Differential diagnosis of acute and chronic renal failure
Quickly to distinguish acute renal failure from chronic renal failure allows:
- study of general symptoms and history data;
- assessment of the appearance of urine;
- assessment of the dynamics of azotemia and diuresis;
- determination of the size of the kidneys (ultrasound, rhentgenogamma)
It is also necessary to establish the form of acute renal failure (prerenal, renal, postrenal).
[12], [13], [14], [15], [16], [17], [18],
Indications for consultation by other specialists
Given the poly-physiology of acute renal failure and the possibility of its occurrence in any clinical department, in the treatment of acute renal failure, joint actions of physicians of various specialties are absolutely essential.
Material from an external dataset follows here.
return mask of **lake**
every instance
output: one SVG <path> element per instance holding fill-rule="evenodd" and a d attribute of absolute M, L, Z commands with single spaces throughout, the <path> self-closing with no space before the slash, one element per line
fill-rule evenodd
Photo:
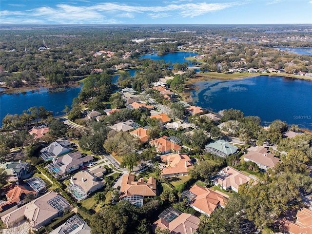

All patients with suspected acute renal failure or an established diagnosis of "acute renal failure" are consulted and monitored by a nephrologist, as well as specialists in detoxification and intensive care. In the case of diagnosis of renal acute renal failure associated with impaired renal vasodilation, for example, with their thrombosis, it is necessary to involve a vascular surgeon in treatment. When developing the renal form of acute renal failure due to exogenous intoxication, toxicologists need help. With the postrenal form of acute renal failure, treatment and monitoring of the urologist is indicated.
The diagnosis of "acute renal failure"
The diagnosis "acute renal failure" in a concise form expresses the essence and completeness of the entire pathological process. In the main diagnosis should be reflected:
- the main disease that caused acute renal failure;
- leading syndromes;
- complications in the order of their severity.
In each case, it is necessary to determine the place of acute renal failure in the pathological process - whether it is a manifestation of the underlying disease or its complication. This has not only a formal and logical, but also an important meaning, since it characterizes the main pathological process.
The diagnosis of "acute renal failure" includes the definition:
- the main disease that caused acute renal failure;
- the form of acute renal failure (prerenal, postrenal or renal);
- stage of the disease (initial manifestations, oliguric, diuretic, or recovery).